Prinzipiell sind aber alle Filme fürs Kino gemacht, denn Film an sich ist ja ein Medium des Raums.

Allerdings ist mir etwas Seltsames aufgefallen: Die Größe der Leinwand beeinflusst tatsächlich nur in seltenen Fällen meinen Langzeiteindruck eines Films. Viele meiner Lieblingsfilme habe ich auf kleinen Bildschirmen gesehen und sie haben trotzdem überzeugt. Es gab sogar Fälle, in denen erst die zweite Sichtung zu Hause mich vollkommen für einen Film einnahm (was nichts mit der Größe des Bildschirms zu tun hat, aber diese war eben nicht entscheidend). Wenn ich die Wahl habe, nehme ich aber natürlich schon lieber das größere Bild, weil die Filmbilder so zu vollerer Pracht gelangen und man weniger von der Umgebung abgelenkt ist. Der Moment des Filmsehens, die Filmerfahrung wird dadurch intensiviert, verbessert, aber eben nicht die Weise, wie der Film in meinem Kopf überdauert. So scheint es zumindest. Und ja, ich mag 3D, wenn es gut gemacht ist, wenn es völlig in diesen anderen Raum absorbiert, wie das etwa bei Cave of Forgotten Dreams, Prometheus und Life of Pi der Fall war (wobei diese Raumerfahrung sie leider nicht zwangsläufig zu inhaltlich überzeugenden Filmen macht). Es gibt Filme, die erst durch 3D vollständig werden. Meist erscheint es aber immer noch eher wie ein Gimmick.
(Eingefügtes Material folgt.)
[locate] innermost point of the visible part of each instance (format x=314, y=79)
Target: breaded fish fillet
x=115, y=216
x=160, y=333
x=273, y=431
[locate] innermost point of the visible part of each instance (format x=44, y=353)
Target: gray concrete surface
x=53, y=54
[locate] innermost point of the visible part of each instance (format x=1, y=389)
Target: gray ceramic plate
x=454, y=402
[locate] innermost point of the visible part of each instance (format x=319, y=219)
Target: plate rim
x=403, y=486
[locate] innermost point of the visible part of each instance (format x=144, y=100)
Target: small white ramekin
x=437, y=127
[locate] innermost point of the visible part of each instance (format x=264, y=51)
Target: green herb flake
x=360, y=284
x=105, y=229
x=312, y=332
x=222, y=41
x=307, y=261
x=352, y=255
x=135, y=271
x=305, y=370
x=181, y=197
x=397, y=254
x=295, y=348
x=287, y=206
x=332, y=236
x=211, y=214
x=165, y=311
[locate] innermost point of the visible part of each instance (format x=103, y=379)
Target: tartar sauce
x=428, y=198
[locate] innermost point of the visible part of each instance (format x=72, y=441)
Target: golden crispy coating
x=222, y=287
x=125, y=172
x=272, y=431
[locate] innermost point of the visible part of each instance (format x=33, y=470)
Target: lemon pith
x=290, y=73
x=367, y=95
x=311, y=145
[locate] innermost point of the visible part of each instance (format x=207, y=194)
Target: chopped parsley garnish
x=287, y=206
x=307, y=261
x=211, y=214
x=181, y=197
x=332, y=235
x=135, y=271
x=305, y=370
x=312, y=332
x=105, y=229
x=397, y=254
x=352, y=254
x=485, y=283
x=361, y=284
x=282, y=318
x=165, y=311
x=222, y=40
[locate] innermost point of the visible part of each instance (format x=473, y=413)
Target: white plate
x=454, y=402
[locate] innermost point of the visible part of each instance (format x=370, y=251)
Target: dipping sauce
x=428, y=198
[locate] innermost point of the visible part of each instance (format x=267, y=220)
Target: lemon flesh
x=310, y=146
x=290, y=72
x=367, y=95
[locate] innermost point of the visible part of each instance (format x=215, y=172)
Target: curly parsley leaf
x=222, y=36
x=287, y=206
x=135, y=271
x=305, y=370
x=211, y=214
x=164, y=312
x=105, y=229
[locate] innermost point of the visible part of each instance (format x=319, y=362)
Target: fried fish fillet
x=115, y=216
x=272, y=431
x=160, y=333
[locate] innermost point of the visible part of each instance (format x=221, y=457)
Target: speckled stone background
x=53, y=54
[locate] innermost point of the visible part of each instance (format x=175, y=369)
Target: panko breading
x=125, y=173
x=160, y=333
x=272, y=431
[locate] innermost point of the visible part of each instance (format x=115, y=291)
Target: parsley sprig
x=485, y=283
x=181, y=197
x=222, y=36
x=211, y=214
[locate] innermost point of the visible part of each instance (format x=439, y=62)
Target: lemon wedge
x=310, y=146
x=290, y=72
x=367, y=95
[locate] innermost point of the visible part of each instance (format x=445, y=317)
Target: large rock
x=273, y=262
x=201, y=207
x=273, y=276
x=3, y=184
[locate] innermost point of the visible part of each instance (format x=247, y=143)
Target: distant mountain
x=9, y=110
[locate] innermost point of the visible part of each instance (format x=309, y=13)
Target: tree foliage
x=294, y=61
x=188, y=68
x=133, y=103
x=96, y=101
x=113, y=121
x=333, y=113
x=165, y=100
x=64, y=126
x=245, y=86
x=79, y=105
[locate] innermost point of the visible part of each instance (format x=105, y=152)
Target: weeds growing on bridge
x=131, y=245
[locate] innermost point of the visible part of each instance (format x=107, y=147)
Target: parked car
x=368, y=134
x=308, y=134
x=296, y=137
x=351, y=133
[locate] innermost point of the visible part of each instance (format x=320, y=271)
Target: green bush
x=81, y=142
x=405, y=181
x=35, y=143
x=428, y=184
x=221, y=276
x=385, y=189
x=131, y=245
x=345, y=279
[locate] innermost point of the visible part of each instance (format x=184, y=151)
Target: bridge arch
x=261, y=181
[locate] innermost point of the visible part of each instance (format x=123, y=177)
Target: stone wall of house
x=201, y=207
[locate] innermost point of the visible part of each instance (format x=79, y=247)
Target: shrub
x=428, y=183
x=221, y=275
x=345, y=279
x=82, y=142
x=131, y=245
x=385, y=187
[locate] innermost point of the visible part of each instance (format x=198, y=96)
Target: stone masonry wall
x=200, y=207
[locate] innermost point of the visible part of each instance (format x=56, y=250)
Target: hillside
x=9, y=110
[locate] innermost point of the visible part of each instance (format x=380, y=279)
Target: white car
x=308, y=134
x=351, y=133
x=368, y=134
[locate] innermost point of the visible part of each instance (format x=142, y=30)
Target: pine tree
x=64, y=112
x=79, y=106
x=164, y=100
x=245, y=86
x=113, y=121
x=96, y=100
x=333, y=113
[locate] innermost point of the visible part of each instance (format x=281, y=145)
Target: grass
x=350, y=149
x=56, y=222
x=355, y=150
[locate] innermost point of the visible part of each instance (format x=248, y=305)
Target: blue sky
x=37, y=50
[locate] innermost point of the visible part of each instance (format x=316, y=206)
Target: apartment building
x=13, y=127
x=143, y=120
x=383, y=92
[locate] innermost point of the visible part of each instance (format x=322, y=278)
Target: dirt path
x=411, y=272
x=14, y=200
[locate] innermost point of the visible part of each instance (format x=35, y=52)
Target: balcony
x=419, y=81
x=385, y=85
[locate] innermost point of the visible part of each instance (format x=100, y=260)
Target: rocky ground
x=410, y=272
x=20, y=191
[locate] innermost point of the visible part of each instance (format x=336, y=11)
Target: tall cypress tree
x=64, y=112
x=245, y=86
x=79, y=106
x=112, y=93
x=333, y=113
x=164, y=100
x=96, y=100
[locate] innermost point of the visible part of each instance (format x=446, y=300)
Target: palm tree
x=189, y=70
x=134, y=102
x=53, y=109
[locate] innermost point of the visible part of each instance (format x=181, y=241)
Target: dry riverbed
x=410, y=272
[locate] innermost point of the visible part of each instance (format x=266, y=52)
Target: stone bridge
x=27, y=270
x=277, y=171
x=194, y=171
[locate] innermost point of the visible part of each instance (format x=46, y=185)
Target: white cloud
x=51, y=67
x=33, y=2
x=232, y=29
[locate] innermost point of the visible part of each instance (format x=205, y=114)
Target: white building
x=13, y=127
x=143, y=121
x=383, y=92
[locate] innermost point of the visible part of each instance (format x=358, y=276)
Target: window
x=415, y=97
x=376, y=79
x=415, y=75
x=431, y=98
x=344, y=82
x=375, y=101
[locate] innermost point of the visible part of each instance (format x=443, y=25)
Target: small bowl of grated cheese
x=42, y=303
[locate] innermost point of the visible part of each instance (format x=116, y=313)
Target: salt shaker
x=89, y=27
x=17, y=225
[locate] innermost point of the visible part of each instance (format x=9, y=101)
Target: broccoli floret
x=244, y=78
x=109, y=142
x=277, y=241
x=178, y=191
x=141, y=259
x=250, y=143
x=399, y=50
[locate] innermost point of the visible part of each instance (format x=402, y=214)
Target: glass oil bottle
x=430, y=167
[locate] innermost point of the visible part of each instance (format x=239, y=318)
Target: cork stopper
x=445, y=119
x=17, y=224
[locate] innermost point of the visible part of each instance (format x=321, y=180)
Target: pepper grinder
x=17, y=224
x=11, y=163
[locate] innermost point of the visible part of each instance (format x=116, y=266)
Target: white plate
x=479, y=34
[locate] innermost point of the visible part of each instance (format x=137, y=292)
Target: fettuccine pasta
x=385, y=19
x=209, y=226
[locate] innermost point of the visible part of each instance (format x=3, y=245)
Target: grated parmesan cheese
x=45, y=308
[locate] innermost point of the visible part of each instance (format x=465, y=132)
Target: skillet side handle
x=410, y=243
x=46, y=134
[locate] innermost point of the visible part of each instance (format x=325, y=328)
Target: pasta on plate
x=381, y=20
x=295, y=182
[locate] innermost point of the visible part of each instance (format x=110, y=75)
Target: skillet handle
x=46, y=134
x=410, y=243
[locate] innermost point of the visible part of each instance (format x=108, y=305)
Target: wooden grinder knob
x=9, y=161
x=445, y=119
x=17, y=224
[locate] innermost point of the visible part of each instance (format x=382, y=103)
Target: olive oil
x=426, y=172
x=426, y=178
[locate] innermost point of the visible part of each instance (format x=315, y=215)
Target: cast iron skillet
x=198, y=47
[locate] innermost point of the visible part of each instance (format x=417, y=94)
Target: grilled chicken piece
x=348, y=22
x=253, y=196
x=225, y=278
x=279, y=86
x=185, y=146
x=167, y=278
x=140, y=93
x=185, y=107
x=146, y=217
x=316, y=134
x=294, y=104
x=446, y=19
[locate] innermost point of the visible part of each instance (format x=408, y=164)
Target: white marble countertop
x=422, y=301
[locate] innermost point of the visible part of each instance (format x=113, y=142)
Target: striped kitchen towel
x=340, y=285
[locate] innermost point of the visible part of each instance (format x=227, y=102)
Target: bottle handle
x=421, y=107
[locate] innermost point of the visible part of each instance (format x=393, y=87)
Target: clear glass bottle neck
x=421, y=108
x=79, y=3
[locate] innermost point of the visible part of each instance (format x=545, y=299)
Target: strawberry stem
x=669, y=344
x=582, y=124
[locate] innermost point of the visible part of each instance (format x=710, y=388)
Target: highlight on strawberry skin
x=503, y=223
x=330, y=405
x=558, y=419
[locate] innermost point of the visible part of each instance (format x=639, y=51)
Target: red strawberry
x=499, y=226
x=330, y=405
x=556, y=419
Übrigens sitze ich im Kino immer so im ersten Drittel, also in der vierten oder fünften Reihe. Nicht nur, dass man da meist seine Ruhe hat, wenn man vor allen anderen sitzt, man ist auch viel näher und unmittelbarer am Geschehen, ein bisschen umgeben vom Film. Es muss natürlich noch ein bequemer Blickwinkel sein, aber weiter hinten zu sitzen ist für mich nicht mehr richtiges Kino.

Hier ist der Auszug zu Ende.